Saya mengatasi kesepian dan keterasingan dengan membaca. Sedari dulu saya mojok sendirian di kamar membaca buku. Seperti kebiasaan Thomas A Kempis (1380-1471) penulis buku De Imitatio Christi yang terus cetak ulang hingga kini. “Hoexken met Boexken – in angelo cum libelo. Dalam seluruh pencarian hidup tenteram, tidak pernah kedamaian saya temukan selain saat mojok sendirian membaca buku.” Maxim Thomas A Kempis itu mewakili pergulatan saya. Membaca merupakan piranti lunak yang menyelamatkan saya. Buku-buku menyelamatkan saya penyintas gangguan stres pasca trauma.

Menulis buku juga merupakan terapi terbaik bagi saya. Saya telah menulis beberapa kitab. Simply Amasing (2009). Guru Gokil Murid Unyu (2013). Habis Galau Terbitlah Move-On (2014). Mendidik Pemenang Bukan Pecundang (2016). Jatuh 7 Kali Bangkit 8 Kali (2018). Seasoning Madvanture (2018). Pada akhirnya, saya bukan lagi “rubah kecil yang suka merusak kebun anggur”. Malaikat pelindung sudah memberi saya roti. Saya tak akan lagi mengeluh kekurangan mentimun, semangka, dan aneka jenis bawang.

"Terapi Perilaku Kognitif"

Reading and writing habbit. Tradisi membaca dan menulis. Bagi saya telah menjadi semacam Cognitive Behavior Thyerapy (CBT). Terapi perilaku kognitif bagi penderita ganguan kecemasan sosial. Hasilnya? Saya tidak lagi gampang terjangkit serangan panik. Lebih percaya diri. Mampu mencerna sifat impulsifyang membuat emosi meletup-letup. Perjalanan menuju kesehatan mental sungguh panjang. Tak semudah menyeberangi perbatasan. Saya masih berproses dalam resiliensi. Mengasah kemampuan beradaptasi dengan situasi sesulit apapun. Melatih ketabahan menghadapi kondisi seburuk apapun.

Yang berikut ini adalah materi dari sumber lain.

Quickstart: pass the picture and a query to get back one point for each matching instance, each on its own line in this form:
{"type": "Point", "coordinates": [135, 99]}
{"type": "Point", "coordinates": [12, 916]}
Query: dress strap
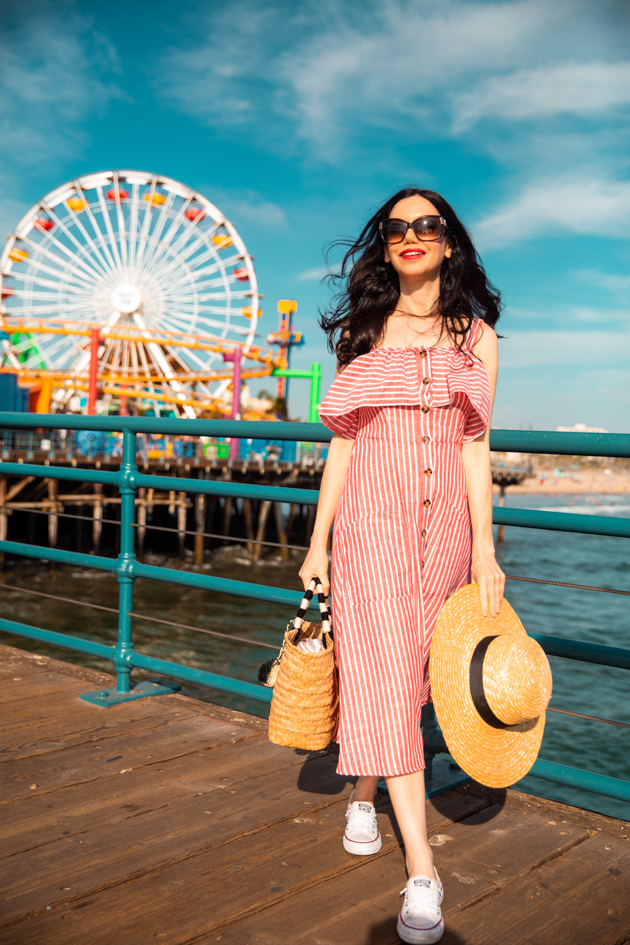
{"type": "Point", "coordinates": [474, 334]}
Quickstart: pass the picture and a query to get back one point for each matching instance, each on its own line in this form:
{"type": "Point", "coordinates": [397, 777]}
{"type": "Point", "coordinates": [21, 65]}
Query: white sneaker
{"type": "Point", "coordinates": [420, 920]}
{"type": "Point", "coordinates": [361, 836]}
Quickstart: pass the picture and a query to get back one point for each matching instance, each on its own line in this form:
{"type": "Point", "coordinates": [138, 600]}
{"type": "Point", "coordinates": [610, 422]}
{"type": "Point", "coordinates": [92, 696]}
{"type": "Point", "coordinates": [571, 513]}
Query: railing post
{"type": "Point", "coordinates": [125, 562]}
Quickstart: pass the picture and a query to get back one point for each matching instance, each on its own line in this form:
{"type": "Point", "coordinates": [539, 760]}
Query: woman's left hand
{"type": "Point", "coordinates": [491, 580]}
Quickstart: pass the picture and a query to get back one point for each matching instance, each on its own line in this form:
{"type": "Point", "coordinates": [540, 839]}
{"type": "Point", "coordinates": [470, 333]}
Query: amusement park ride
{"type": "Point", "coordinates": [128, 286]}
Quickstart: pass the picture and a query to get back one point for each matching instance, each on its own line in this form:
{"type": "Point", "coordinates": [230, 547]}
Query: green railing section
{"type": "Point", "coordinates": [127, 568]}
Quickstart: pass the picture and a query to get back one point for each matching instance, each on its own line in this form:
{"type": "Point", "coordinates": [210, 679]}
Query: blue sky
{"type": "Point", "coordinates": [298, 119]}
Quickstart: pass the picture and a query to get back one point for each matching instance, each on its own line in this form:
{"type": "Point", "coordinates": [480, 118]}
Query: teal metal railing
{"type": "Point", "coordinates": [127, 568]}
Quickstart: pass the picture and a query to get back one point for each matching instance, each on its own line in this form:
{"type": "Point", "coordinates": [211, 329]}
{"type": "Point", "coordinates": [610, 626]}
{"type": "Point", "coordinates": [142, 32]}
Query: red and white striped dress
{"type": "Point", "coordinates": [402, 537]}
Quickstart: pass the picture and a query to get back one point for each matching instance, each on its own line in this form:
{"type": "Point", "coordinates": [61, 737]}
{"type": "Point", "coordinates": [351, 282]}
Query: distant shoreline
{"type": "Point", "coordinates": [591, 483]}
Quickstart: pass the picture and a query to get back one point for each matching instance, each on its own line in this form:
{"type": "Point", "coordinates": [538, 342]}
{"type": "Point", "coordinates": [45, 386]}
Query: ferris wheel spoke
{"type": "Point", "coordinates": [77, 261]}
{"type": "Point", "coordinates": [100, 237]}
{"type": "Point", "coordinates": [37, 266]}
{"type": "Point", "coordinates": [148, 245]}
{"type": "Point", "coordinates": [95, 258]}
{"type": "Point", "coordinates": [141, 243]}
{"type": "Point", "coordinates": [174, 250]}
{"type": "Point", "coordinates": [37, 280]}
{"type": "Point", "coordinates": [86, 274]}
{"type": "Point", "coordinates": [178, 222]}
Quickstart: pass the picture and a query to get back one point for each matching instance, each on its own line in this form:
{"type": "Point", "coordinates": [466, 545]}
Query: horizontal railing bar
{"type": "Point", "coordinates": [562, 522]}
{"type": "Point", "coordinates": [274, 595]}
{"type": "Point", "coordinates": [584, 652]}
{"type": "Point", "coordinates": [584, 780]}
{"type": "Point", "coordinates": [237, 687]}
{"type": "Point", "coordinates": [238, 490]}
{"type": "Point", "coordinates": [243, 429]}
{"type": "Point", "coordinates": [58, 639]}
{"type": "Point", "coordinates": [518, 441]}
{"type": "Point", "coordinates": [577, 587]}
{"type": "Point", "coordinates": [73, 473]}
{"type": "Point", "coordinates": [59, 554]}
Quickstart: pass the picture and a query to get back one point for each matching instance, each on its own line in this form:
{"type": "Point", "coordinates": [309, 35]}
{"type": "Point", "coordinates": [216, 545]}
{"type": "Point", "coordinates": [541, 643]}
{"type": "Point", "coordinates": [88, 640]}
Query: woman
{"type": "Point", "coordinates": [408, 483]}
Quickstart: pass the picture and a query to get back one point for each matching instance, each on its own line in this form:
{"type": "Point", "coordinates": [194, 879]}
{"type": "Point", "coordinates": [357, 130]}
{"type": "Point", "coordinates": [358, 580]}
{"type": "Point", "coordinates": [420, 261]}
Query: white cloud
{"type": "Point", "coordinates": [615, 284]}
{"type": "Point", "coordinates": [571, 88]}
{"type": "Point", "coordinates": [243, 204]}
{"type": "Point", "coordinates": [55, 71]}
{"type": "Point", "coordinates": [590, 207]}
{"type": "Point", "coordinates": [544, 349]}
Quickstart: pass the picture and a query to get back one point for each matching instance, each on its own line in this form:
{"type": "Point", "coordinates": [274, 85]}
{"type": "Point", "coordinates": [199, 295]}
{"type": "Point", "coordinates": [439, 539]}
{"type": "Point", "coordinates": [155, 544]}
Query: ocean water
{"type": "Point", "coordinates": [555, 556]}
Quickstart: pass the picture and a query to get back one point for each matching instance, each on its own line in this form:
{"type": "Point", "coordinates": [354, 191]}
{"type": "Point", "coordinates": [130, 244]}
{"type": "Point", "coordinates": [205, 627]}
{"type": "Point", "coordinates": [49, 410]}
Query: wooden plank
{"type": "Point", "coordinates": [107, 854]}
{"type": "Point", "coordinates": [21, 666]}
{"type": "Point", "coordinates": [499, 845]}
{"type": "Point", "coordinates": [52, 735]}
{"type": "Point", "coordinates": [261, 865]}
{"type": "Point", "coordinates": [71, 711]}
{"type": "Point", "coordinates": [36, 820]}
{"type": "Point", "coordinates": [117, 755]}
{"type": "Point", "coordinates": [193, 896]}
{"type": "Point", "coordinates": [365, 907]}
{"type": "Point", "coordinates": [583, 896]}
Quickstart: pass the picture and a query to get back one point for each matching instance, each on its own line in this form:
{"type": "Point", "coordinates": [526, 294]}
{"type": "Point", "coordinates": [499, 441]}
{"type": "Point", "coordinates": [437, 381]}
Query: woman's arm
{"type": "Point", "coordinates": [476, 458]}
{"type": "Point", "coordinates": [335, 471]}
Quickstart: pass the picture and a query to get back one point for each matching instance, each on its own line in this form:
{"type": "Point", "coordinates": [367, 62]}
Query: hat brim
{"type": "Point", "coordinates": [494, 757]}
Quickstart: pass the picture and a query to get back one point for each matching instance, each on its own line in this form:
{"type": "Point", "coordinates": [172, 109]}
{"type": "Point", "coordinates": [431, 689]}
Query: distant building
{"type": "Point", "coordinates": [580, 428]}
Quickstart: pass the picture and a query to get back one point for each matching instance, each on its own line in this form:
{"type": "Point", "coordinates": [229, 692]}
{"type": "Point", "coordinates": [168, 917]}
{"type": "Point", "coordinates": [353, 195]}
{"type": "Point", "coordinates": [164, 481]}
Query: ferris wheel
{"type": "Point", "coordinates": [152, 264]}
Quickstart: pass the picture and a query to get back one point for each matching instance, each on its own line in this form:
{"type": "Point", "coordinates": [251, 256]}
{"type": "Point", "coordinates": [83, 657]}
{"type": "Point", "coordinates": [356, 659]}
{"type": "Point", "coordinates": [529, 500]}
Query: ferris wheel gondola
{"type": "Point", "coordinates": [140, 257]}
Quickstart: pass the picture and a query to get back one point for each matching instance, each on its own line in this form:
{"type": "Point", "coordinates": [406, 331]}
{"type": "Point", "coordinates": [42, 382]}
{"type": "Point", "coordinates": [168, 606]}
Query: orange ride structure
{"type": "Point", "coordinates": [126, 285]}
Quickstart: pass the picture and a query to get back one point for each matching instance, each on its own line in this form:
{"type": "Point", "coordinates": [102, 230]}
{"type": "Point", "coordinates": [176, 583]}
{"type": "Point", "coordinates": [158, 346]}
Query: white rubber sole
{"type": "Point", "coordinates": [420, 936]}
{"type": "Point", "coordinates": [363, 848]}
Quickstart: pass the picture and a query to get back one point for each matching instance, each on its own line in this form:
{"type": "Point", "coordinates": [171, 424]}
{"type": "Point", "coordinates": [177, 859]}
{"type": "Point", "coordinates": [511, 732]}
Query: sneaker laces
{"type": "Point", "coordinates": [420, 895]}
{"type": "Point", "coordinates": [362, 813]}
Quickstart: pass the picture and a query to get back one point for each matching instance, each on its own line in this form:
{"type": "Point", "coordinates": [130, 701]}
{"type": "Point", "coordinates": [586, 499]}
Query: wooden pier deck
{"type": "Point", "coordinates": [173, 821]}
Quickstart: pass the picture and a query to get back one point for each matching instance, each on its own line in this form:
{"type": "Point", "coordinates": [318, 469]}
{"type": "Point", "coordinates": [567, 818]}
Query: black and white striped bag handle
{"type": "Point", "coordinates": [315, 585]}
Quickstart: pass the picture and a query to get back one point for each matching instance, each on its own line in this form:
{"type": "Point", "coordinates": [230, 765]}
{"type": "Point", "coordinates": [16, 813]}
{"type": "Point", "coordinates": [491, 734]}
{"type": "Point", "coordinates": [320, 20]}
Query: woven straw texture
{"type": "Point", "coordinates": [305, 704]}
{"type": "Point", "coordinates": [516, 681]}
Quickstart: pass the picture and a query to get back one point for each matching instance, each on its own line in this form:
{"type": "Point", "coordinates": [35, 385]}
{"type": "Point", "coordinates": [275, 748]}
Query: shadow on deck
{"type": "Point", "coordinates": [170, 820]}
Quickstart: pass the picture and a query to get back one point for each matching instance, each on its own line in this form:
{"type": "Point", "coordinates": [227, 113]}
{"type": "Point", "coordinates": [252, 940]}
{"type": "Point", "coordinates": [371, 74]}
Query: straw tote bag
{"type": "Point", "coordinates": [305, 704]}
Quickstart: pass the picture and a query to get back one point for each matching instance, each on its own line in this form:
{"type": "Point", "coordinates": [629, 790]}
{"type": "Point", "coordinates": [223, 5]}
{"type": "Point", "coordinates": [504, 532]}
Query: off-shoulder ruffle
{"type": "Point", "coordinates": [388, 377]}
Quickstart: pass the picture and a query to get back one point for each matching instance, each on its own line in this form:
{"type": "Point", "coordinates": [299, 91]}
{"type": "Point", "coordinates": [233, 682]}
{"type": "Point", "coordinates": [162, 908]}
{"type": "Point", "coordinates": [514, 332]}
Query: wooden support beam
{"type": "Point", "coordinates": [247, 518]}
{"type": "Point", "coordinates": [260, 534]}
{"type": "Point", "coordinates": [200, 522]}
{"type": "Point", "coordinates": [181, 523]}
{"type": "Point", "coordinates": [97, 523]}
{"type": "Point", "coordinates": [13, 491]}
{"type": "Point", "coordinates": [3, 519]}
{"type": "Point", "coordinates": [282, 535]}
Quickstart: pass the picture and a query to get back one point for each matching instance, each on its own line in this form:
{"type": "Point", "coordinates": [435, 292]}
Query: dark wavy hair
{"type": "Point", "coordinates": [369, 289]}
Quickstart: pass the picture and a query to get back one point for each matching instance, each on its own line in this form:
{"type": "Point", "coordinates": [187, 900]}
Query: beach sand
{"type": "Point", "coordinates": [579, 483]}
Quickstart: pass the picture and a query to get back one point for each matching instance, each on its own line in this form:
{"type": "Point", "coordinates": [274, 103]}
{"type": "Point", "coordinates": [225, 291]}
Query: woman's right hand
{"type": "Point", "coordinates": [316, 565]}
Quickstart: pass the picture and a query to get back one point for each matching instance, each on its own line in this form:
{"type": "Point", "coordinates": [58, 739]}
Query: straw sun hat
{"type": "Point", "coordinates": [491, 684]}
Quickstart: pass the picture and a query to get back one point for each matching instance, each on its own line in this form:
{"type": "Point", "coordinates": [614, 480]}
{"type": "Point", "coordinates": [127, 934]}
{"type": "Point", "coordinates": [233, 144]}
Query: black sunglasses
{"type": "Point", "coordinates": [427, 229]}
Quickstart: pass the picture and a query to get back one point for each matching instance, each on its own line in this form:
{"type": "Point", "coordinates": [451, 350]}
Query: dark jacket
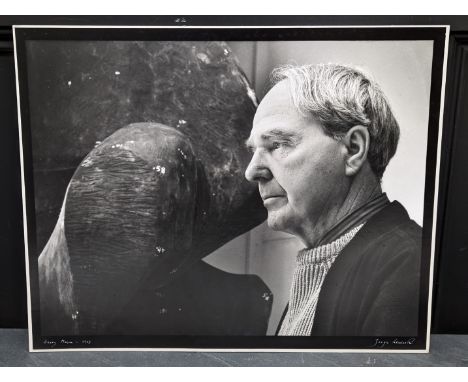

"Buku itu teman paling pendiam yang selalu siap di tempat. Panasehat paling bijaksana yang mudah ditemui. Guru yang luar biasa." Ungkapan ini berasal dari Charles W. Eliot. Sangat cocok buat saya. Terutama saat SMP hingga kuliah. Tahun 1981–1992. Saya, waktu itu, seorang lelaki introvert. Suka menarik diri dari pergaulan sosial. Saya remaja minder berat. Emosi naik turun. Tidak stabil. Suasana hati mudah berubah. Gampang panik. Sering cemas dan depresi.

Saya sungguh berantakan. Penyebabnya kemiskinan. Saya sulung dari enam saudara. Bapak PNS rendahan. Ibu pedagang sayur keliling. Keluarga saya bermukim di SMA tempat bapak bekerja sebagai pesuruh. Saya sekolah di tempat bapak bekerja. Saya terjatuh dalam komplek rendah diri. Ada beberapa guru yang meremehkan. Para guru bukanlah pakar bicara dari hati ke hati. Bukan pendengar yang baik. Saya sering merasakan perundungan dari teman-teman. Sekolah tidak mengajari saya cara mengendalikan emosi.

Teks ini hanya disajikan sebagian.